Unconstitutional? You decide.
The Heart of the Matter
By William Rivers Pitt
t r u t h o u t | Perspective
One name that has been lost in the shuffle of history is that of Air Force Lt. Col. Karen Kwiatkowski, who worked in the office of Under Secretary of Defence for Policy Douglas Feith until her retirement. Kwiatkowski charged two years ago that the operations she witnessed during her tenure in Feith's office, and particularly those of the OSP, constituted "a subversion of constitutional limits on executive power and a co-optation through deceit of a large segment of the Congress."
"What I saw was aberrant, pervasive and contrary to good order and discipline," Kwiatkowski wrote after her retirement. "If one is seeking the answers to why peculiar bits of 'intelligence' found sanctity in a presidential speech, or why the post-Saddam occupation has been distinguished by confusion and false steps, one need look no further than the process inside the Office of the Secretary of Defense."

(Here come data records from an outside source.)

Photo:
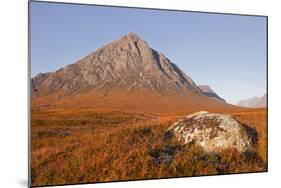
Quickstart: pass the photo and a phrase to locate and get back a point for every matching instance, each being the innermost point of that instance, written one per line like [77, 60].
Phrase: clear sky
[227, 52]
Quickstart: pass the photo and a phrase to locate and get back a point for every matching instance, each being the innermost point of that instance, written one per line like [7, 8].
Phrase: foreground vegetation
[83, 146]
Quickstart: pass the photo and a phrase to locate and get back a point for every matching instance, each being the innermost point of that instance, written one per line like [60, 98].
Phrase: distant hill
[125, 74]
[254, 102]
[207, 90]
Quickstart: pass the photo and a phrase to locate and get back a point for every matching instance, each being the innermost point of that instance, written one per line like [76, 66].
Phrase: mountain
[209, 92]
[125, 74]
[255, 102]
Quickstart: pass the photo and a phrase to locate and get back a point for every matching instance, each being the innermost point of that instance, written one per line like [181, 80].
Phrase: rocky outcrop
[213, 132]
[127, 64]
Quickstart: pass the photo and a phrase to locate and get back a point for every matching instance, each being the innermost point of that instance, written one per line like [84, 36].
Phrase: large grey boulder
[212, 132]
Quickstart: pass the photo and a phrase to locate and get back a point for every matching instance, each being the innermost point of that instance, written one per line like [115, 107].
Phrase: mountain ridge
[125, 74]
[254, 102]
[207, 90]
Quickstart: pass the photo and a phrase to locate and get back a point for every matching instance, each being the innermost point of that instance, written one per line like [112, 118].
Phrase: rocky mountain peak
[127, 63]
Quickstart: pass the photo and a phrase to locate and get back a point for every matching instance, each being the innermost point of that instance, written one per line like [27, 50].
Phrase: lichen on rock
[212, 131]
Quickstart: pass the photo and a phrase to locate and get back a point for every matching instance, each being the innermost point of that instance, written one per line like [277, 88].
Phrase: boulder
[213, 132]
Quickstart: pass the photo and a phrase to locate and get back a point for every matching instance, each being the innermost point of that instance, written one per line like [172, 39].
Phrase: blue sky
[227, 52]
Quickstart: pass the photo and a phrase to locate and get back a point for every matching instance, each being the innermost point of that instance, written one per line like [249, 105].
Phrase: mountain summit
[127, 63]
[124, 74]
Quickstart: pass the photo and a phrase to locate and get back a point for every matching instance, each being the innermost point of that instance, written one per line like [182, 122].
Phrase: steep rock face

According to Kwiatkowsky, the political appointees assigned there and their contacts at State, the NSC, and Cheney's office tended to work as a "network." Feith's office often deliberately cut out, ignored or circumvented normal channels of communication both within the Pentagon and with other agencies. "I personally witnessed several cases of staff officers being told not to contact their counterparts at State or the NSC because that particular decision would be processed through a different channel," wrote Kwiatkowsky.